Jésus était un homme… de sexe masculin. Ce fait est parfois invoqué pour exclure les femmes du ministère pastoral.
Quelle masculinité ?
Dieu est l’auteur de la masculinité, tout ce qu’il a créé est « très bon » : nous ne le mettons pas en doute sur ce blog ! Testostérone, poils, muscles … cela fait partie de sa création merveilleuse.
Mais la plupart des cultures humaines se sont construites sur un modèle de domination masculine qui :
- impose la force physique (généralement) supérieure des hommes comme preuve d’une supériorité à tous égards (pourtant, on ne réfléchit pas avec ses biceps…)
- impose par la force ses propres intérêts, jusqu’à considérer l’expérience masculine comme « normative »
La domination est vue comme partie intégrante de la masculinité !
Cette situation avec les dégâts qu’elle occasionne étant remise en cause, les hommes étaient devenus moins « machos ». Mais certains mouvements masculinistes réagissent, prônant le modèle de l’homme « alpha », celui qui sait s’imposer sans apologie. Ce qui amène à une contre-réaction de remise en question d’une masculinité toujours plus « toxique ». C’est en passe de devenir un cercle vicieux…
Ce débat prend place également dans les Églises ! Certains encouragent les frères à être de « vrais hommes » tout en dénonçant une « féminisation » de l’Église. On a alors recours à des stéréotypes et clichés culturels pour établir et imposer ce qui constitue une « vraie masculinité. »

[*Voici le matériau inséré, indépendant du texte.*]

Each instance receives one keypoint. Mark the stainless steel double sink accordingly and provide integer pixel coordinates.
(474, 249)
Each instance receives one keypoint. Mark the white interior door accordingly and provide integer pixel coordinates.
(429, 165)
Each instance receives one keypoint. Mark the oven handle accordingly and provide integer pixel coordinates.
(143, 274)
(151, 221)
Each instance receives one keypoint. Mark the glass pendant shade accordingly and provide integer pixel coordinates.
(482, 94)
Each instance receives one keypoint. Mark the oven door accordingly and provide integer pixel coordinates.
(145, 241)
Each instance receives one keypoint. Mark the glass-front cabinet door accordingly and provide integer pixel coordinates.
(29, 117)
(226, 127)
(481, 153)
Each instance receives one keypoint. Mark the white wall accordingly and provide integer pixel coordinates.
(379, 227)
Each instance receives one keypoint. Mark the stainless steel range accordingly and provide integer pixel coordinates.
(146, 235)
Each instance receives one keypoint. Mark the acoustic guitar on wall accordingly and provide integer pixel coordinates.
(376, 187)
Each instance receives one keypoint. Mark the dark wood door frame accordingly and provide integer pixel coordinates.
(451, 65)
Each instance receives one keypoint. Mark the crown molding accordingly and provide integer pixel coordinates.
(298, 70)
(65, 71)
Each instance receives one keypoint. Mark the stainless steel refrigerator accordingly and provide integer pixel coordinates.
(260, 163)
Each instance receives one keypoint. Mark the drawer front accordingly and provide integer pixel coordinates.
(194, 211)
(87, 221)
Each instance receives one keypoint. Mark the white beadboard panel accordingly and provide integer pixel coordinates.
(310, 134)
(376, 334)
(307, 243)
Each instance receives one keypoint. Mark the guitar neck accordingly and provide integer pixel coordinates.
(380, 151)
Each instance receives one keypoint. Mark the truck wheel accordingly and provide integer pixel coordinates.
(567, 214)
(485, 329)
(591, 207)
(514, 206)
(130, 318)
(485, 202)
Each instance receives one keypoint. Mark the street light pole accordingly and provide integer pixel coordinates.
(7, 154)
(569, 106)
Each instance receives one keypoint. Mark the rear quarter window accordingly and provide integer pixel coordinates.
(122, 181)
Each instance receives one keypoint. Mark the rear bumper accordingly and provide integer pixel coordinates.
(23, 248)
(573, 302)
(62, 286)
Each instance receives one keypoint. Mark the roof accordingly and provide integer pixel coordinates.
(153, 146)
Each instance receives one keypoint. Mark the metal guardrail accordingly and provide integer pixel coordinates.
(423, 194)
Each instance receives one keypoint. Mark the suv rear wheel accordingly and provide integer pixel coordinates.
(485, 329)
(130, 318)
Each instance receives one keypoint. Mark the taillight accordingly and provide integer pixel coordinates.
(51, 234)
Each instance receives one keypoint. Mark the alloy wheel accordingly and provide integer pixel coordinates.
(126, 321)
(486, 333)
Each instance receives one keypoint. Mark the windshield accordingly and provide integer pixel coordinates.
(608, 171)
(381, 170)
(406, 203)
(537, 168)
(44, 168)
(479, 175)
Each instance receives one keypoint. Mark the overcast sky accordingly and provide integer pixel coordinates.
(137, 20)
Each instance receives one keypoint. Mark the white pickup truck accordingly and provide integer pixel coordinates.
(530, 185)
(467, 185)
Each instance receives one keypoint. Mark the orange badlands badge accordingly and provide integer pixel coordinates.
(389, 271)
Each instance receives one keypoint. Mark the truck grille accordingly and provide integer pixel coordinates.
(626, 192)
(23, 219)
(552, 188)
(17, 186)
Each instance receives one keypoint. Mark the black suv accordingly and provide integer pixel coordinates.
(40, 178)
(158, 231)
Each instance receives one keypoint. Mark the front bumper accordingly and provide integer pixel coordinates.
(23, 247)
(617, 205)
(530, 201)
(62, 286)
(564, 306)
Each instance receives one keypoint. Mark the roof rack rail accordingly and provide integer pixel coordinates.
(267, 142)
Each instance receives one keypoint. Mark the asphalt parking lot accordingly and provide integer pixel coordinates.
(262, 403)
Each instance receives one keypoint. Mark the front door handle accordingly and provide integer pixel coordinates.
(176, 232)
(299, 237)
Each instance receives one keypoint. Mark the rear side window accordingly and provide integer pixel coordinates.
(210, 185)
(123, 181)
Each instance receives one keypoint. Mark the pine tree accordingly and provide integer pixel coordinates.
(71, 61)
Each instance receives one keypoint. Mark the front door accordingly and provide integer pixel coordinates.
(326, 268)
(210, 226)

Une masculinité biblique ?
Voici un extrait qui illustre bien cette tendance[1]. Après avoir décrit une action héroïque de son père, l’auteur explique :
« De tels moments sont omniprésents dans l’histoire de l’humanité, chacun d’entre eux se situant quelque part sur un continuum de courage. Bien que ces actes puissent être accomplis aussi bien par des hommes que par des femmes, l’histoire confirme que la détermination, le courage et la bravoure relèvent principalement du domaine masculin. L’apôtre Paul conclut même le livre de 1 Corinthiens en disant « Veillez, demeurez fermes dans la foi, soyez des hommes, fortifiez-vous » (1 Cor 16 : 13-14). Combinez ce texte avec les centaines de passages bibliques parlant de provision, de bataille, de sacrifice et d’honneur, et vous commencez rapidement à voir les différences intrinsèques que Dieu a conçues chez le genre[2] masculin. Oui, il y a eu Débora et Rahab et Esther qui ont fait preuve d’un grand courage, mais elles sont largement dépassées en nombre par les exemples d’hommes courageux comme Josué, Gédéon, Samson, David, Jonathan, Néhémie, les Prophètes, les douze Apôtres, et Jésus lui-même. En fait la Bible regorge d’exemples de force, d’audace, de courage masculins et de responsabilité ‘‘rugueuse’’. Ces moments vont des actes de vaillance ponctuels à des démonstrations extraordinaires de force d’âme, mais le fil conducteur est la virilité masculine ‘‘robuste’’. »[3]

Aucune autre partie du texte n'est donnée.